Gene expression levels were positively correlated with PPI hub scores, whereas CV values were negatively correlated (Supplemental Table 3 in S1 File). Examining F* among genes with PPI hub scores revealed a weak but significant positive correlation with expression (0.026; p-value = 0.006), while a similar analysis using pathway hub scores showed a correlation near zero and not statistically significant (Supplemental Table 4 in S1 File).

To further understand differences between PPI hub genes and the full gene set, GO enrichment analysis was performed. Genes with PPI hub scores were overrepresented in binding, protein complex, and regulatory categories (Supplemental Table 5 in S1 File) and underrepresented in membranes, protein glycosylation, and tRNA processing (Supplemental Table 6 in S1 File). Enrichment of binding- and protein complex-associated functions is not surprising, as proteins with many interaction partners are expected to participate in intermolecular interactions. An underrepresentation of membrane-associated proteins may partially reflect known biases in some PPI detection methods, which can miss interactions involving membrane proteins [37,38].

Next, NSC RNA-seq data from G1 ES mouse cells were examined. For simplicity, the analysis was limited to genes with available PPI hub scores. Gene expression levels and CVs were strongly correlated between the SC and NSC datasets (0.610 and 0.174, respectively; both p-value < 0.0002). F* was calculated from the NSC data (Supplemental Table 8 in S1 File), using a first-order polynomial fit. The resulting F* values showed a weak positive correlation with gene expression levels (0.017; p-value = 0.1644), which was not statistically significant. Notably, F* from the NSC data was correlated with F* from the SC data (0.05; p-value < 0.0002), indicating that single-cell and non-single-cell variability are related even after a correction for gene expression levels.

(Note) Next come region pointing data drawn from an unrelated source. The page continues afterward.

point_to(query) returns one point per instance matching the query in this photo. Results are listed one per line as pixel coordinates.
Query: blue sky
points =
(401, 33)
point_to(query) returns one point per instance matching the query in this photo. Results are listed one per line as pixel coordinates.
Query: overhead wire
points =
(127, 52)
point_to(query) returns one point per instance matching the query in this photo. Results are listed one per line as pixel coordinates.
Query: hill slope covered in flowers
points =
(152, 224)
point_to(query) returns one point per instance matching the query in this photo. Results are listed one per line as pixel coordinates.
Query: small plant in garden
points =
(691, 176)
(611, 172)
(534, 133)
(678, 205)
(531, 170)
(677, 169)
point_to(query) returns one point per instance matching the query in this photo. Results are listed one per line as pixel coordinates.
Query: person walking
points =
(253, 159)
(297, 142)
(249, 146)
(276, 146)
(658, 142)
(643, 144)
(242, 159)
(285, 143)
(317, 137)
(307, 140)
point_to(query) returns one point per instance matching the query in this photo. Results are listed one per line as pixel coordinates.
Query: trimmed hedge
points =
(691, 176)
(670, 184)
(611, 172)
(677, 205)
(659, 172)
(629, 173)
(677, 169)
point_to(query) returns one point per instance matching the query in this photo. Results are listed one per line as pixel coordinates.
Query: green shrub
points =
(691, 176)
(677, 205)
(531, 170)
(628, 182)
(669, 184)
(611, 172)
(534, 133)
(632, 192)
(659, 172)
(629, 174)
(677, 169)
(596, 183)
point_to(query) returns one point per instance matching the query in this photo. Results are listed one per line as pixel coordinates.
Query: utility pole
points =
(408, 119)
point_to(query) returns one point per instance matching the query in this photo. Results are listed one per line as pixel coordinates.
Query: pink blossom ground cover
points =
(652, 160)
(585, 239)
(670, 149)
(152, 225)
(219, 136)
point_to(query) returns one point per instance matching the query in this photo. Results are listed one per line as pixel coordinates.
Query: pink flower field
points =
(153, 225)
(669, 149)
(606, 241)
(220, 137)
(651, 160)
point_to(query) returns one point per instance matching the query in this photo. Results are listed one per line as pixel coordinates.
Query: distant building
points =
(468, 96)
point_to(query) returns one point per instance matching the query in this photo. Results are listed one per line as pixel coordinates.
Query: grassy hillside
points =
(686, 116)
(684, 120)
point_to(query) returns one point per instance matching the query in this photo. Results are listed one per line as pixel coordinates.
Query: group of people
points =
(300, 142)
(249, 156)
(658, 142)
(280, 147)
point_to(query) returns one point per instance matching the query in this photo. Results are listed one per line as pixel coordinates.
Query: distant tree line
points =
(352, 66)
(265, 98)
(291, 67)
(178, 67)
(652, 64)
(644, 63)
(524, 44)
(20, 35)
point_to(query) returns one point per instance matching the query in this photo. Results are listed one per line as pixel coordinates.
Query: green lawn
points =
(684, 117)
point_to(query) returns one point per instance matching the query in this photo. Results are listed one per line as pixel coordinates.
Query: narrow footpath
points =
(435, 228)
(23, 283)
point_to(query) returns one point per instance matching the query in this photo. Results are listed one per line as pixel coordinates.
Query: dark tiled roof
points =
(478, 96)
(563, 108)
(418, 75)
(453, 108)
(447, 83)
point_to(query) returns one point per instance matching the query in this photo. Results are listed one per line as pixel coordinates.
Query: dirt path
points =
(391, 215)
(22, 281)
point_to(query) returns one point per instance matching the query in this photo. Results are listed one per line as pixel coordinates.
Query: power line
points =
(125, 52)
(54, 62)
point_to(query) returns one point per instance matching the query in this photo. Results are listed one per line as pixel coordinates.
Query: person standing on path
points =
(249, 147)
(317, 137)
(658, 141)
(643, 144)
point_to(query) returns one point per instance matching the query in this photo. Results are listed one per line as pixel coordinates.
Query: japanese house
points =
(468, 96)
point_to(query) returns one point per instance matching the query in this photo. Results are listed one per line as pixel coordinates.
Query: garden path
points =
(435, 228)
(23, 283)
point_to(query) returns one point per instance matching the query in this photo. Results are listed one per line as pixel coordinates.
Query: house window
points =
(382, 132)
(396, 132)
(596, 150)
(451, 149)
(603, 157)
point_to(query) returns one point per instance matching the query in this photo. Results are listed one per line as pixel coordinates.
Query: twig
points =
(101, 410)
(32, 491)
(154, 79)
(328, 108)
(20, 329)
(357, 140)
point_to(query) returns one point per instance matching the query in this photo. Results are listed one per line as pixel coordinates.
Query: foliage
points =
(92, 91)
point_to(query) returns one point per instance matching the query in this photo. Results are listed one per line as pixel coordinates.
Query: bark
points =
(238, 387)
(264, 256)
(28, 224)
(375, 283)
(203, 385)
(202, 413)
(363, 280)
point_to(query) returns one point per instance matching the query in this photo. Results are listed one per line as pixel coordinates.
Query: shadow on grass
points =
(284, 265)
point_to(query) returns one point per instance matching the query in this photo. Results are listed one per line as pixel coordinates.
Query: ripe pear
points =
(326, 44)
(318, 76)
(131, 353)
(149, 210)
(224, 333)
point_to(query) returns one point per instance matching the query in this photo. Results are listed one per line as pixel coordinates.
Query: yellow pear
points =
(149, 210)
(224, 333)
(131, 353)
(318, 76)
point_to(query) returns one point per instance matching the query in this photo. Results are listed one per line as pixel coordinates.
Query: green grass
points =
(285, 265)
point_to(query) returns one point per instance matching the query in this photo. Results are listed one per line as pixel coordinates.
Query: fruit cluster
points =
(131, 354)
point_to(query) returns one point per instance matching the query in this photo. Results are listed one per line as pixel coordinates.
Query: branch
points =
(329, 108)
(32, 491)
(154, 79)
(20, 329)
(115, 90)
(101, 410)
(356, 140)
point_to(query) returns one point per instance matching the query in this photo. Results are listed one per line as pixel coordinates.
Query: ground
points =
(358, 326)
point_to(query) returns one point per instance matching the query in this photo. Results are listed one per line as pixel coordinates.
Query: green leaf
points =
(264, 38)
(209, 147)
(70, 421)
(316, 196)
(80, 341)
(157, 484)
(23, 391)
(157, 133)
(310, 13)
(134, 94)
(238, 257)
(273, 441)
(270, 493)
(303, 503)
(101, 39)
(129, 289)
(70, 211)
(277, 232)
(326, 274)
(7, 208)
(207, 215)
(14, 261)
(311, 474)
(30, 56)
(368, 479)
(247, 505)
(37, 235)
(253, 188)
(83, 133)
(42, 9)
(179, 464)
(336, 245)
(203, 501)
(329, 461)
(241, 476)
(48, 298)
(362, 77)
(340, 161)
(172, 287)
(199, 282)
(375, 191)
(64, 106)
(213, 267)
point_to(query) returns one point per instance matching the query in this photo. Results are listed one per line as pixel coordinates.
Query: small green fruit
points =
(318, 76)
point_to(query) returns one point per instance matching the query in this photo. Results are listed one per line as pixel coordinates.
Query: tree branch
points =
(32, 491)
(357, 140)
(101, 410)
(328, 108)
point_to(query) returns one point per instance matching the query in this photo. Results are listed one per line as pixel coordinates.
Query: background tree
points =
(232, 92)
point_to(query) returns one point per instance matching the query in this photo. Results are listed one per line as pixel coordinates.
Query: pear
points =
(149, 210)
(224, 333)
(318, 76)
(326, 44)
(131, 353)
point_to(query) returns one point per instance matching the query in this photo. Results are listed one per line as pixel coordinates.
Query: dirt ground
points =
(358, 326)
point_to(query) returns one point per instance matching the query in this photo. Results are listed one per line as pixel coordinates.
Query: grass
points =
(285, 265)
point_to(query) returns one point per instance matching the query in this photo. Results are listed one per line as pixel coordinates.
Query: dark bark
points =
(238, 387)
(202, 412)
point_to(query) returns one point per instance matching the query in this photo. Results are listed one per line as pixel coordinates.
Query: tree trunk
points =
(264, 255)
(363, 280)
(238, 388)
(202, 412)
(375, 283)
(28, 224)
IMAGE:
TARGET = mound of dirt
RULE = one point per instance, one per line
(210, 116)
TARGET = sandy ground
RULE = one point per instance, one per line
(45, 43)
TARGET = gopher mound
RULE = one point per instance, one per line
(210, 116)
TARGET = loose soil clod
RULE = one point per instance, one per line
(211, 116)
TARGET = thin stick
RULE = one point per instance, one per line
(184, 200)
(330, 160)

To further explore the relationship between gene expression level and variability in yeast, we applied the same analyses to SC RNA-seq data from S. cerevisiae. A second-degree polynomial fit effectively removed most of the correlation between F* and mean gene expression (0.0009; p-value = 0.476; Supplemental Table 9 in S1 File). As reported previously (Palenchar and DeStefanis 2022), mean gene expression and CVs are strongly negatively correlated (−0.706; p-value < 0.0002), and F* is positively correlated with CV (0.293; p-value < 0.0002). For comparison, in the mouse SC data, F* and CV are also positively correlated (0.328; p-value < 0.0002), and CV is strongly negatively correlated with gene expression (−0.675; p-value < 0.0002). For both yeast and mouse SC datasets, GO terms enriched among highly expressed genes include categories associated with the ribosome, translation, and peptide bond formation (Supplemental Tables 1 and 10 in S1 File). However, in yeast, genes with low F* are not enriched for any GO terms, in contrast to the mouse results.

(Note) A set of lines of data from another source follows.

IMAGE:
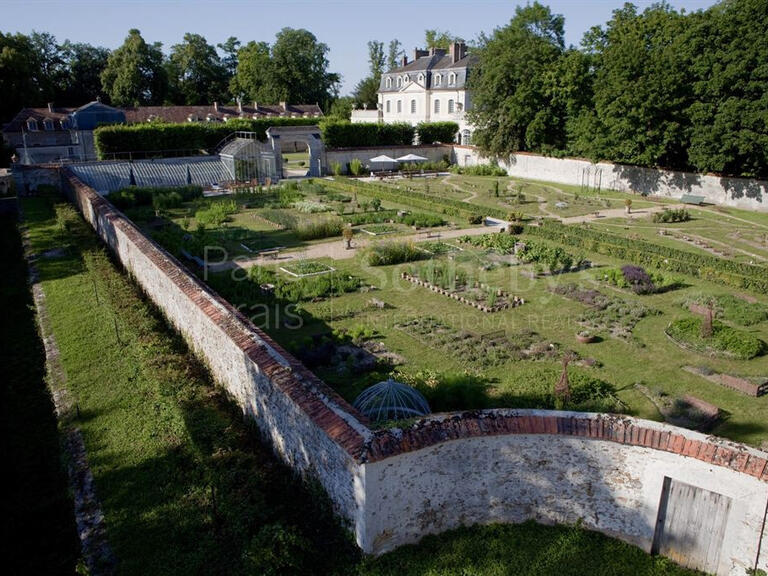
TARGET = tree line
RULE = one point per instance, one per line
(36, 69)
(658, 88)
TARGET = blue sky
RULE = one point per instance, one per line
(345, 26)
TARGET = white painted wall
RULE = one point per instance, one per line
(735, 192)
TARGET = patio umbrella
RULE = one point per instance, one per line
(412, 158)
(383, 159)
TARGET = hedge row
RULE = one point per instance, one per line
(344, 134)
(163, 136)
(447, 206)
(431, 132)
(727, 272)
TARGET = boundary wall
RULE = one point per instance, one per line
(743, 193)
(394, 486)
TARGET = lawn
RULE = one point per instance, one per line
(38, 524)
(187, 487)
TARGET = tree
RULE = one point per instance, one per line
(642, 89)
(439, 39)
(134, 74)
(230, 48)
(512, 108)
(196, 74)
(84, 64)
(255, 78)
(393, 54)
(294, 69)
(729, 130)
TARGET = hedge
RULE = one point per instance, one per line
(344, 134)
(431, 132)
(447, 206)
(166, 136)
(727, 272)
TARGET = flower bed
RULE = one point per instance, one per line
(308, 268)
(464, 296)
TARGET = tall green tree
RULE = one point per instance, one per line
(513, 109)
(729, 114)
(230, 48)
(642, 89)
(394, 52)
(196, 74)
(294, 69)
(84, 64)
(255, 79)
(135, 74)
(366, 91)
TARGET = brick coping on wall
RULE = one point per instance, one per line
(345, 426)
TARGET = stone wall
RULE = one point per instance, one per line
(434, 152)
(311, 427)
(395, 486)
(736, 192)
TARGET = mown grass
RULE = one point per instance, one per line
(36, 512)
(188, 488)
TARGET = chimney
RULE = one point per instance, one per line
(458, 51)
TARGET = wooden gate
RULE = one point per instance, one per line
(690, 525)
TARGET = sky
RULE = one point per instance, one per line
(345, 26)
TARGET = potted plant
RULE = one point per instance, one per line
(585, 337)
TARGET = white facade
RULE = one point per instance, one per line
(431, 88)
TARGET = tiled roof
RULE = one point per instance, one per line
(182, 113)
(39, 114)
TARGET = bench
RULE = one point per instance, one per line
(691, 199)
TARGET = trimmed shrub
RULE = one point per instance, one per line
(479, 170)
(344, 134)
(387, 253)
(165, 137)
(431, 132)
(725, 339)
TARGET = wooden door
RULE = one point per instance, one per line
(691, 525)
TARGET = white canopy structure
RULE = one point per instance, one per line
(383, 159)
(412, 158)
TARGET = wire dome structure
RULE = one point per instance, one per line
(391, 400)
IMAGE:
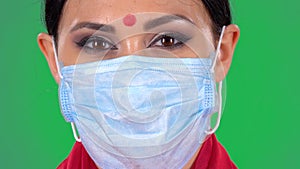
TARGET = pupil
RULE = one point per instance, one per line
(99, 45)
(167, 41)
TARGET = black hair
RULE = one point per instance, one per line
(218, 10)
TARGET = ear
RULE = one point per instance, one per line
(229, 41)
(45, 43)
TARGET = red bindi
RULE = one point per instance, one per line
(129, 20)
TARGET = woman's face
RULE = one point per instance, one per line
(92, 30)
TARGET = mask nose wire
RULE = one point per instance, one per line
(77, 138)
(211, 131)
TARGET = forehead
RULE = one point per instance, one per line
(107, 11)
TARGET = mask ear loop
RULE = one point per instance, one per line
(77, 138)
(211, 131)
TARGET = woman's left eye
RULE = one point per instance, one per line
(170, 40)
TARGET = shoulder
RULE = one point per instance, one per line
(213, 156)
(78, 159)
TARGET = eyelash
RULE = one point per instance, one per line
(180, 38)
(84, 43)
(177, 39)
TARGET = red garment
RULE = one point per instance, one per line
(211, 156)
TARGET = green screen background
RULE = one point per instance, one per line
(260, 125)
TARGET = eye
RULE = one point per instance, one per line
(169, 40)
(96, 44)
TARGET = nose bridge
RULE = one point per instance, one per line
(132, 45)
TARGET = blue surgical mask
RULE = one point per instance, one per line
(140, 112)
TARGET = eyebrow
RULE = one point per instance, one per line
(94, 26)
(165, 19)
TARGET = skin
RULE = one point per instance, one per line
(112, 12)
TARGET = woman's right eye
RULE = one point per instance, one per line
(96, 44)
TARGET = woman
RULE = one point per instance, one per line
(138, 80)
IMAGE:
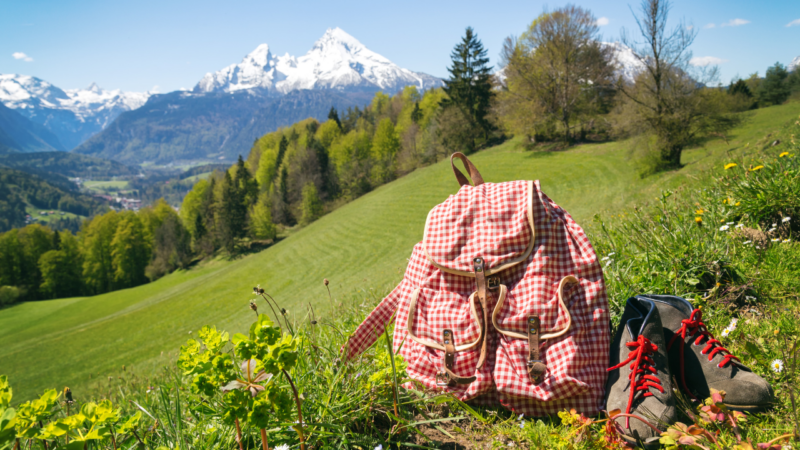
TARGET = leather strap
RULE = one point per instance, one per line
(447, 377)
(480, 279)
(536, 367)
(472, 171)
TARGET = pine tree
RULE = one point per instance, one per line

Next, NSC yeast data were analyzed alongside the SC dataset. Gene expression levels and CVs remained well correlated between SC and NSC data (0.665 and 0.308, respectively; both p-values < 0.0002). F* was calculated using a first-order polynomial fit, resulting in a correlation with gene expression near zero and not statistically significant (0.002; p-value = 0.452; Supplemental Table 11 in S1 File). Despite differences in the fitting procedure, F* from the SC and NSC yeast datasets are correlated (0.273; p-value < 0.0002), again indicating that variability measured in single-cell and bulk data are related. Like the SC data, GO analysis identified no over-represented GO terms among the genes with low F* values.

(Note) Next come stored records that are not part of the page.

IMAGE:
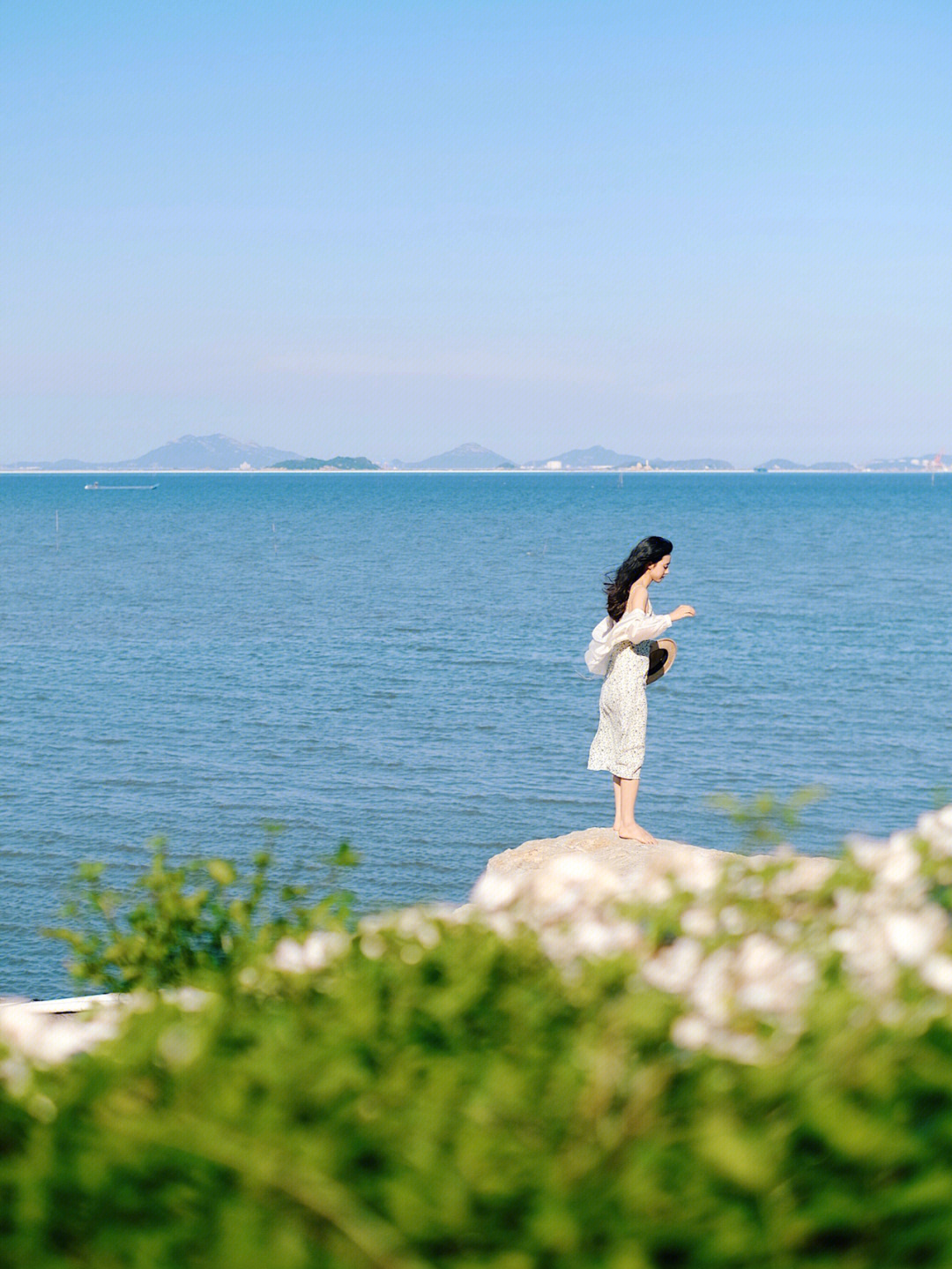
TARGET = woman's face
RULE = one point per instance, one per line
(658, 571)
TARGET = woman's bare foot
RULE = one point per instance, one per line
(636, 832)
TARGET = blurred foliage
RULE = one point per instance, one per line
(463, 1104)
(439, 1095)
(179, 922)
(766, 818)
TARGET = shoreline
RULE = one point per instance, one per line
(465, 471)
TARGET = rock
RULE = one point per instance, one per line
(631, 859)
(604, 846)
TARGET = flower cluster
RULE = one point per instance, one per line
(744, 943)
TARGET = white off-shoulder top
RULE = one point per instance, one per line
(634, 627)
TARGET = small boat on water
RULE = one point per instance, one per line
(97, 485)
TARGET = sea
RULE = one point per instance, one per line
(397, 660)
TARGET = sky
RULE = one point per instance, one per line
(385, 228)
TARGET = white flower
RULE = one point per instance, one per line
(674, 967)
(495, 891)
(699, 922)
(913, 936)
(690, 1032)
(936, 972)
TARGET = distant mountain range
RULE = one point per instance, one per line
(219, 452)
(188, 453)
(465, 459)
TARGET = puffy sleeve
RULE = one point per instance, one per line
(631, 629)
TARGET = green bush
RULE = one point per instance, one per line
(182, 922)
(440, 1093)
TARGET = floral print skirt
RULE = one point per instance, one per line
(622, 713)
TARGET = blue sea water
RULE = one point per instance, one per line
(397, 660)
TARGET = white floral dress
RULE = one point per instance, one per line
(620, 650)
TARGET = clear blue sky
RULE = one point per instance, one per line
(672, 228)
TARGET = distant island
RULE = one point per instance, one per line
(220, 453)
(326, 465)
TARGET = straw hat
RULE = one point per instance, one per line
(660, 658)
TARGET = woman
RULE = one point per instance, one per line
(619, 650)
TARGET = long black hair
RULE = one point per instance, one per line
(616, 586)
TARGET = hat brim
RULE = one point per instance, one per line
(660, 658)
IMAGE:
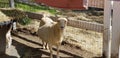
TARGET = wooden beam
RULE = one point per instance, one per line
(107, 30)
(115, 30)
(74, 23)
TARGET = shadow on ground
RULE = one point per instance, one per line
(7, 56)
(27, 52)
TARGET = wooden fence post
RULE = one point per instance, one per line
(115, 30)
(12, 3)
(3, 31)
(106, 33)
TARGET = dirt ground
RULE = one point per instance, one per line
(78, 43)
(26, 45)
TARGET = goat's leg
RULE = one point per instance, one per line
(51, 52)
(58, 51)
(46, 46)
(43, 44)
(9, 41)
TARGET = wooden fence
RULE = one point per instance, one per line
(111, 45)
(96, 3)
(74, 23)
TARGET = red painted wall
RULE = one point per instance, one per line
(65, 4)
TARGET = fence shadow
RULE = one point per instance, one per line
(7, 56)
(37, 52)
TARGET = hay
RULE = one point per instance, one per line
(8, 14)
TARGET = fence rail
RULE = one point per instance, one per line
(74, 23)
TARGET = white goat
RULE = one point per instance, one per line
(52, 32)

3.2 SC-specific variability

If NSC RNA-seq studies average expression across many cells, information about cell-to-cell variability is reduced, and differences between samples may primarily reflect extrinsic sources of variation. In contrast, variability observed in SC RNA-seq data reflects contributions from both intrinsic and extrinsic sources [16,17]. Subtracting variability from NSC data from that observed in SC data therefore could provide a measure of SC-specific variability, which may be enriched for cell-to-cell variation relative to SC or NSC measurements alone.

Comparing the CV between SC and NSC G1- ES cell mouse datasets show that, for most genes, CV values are higher in the SC data. Only 38 genes exhibit a negative difference, and the mean SC-NSC CV difference is 1.28 ± 0.95. The higher CVs observed for most genes in SC data are consistent with SC measurements capturing additional sources of variability that are reduced in NSC experiments.

These SC-NSC CV differences were used to calculate F* (Supplemental Table 12 in S1 File). Even when fitting up to a tenth-order polynomial, the resulting F* values retained a weak but statistically significant relationship with gene expression (−0.017; p-value = 0.0186). To assess how these values relate to F* derived from SC or NSC data alone, pairwise correlations were calculated. The SC-NSC-derived F* values were strongly correlated with SC-based F* (0.796; p-value < 0.0002) but showed no meaningful correlation with NSC-derived F* (0.014; p-value = 0.0676).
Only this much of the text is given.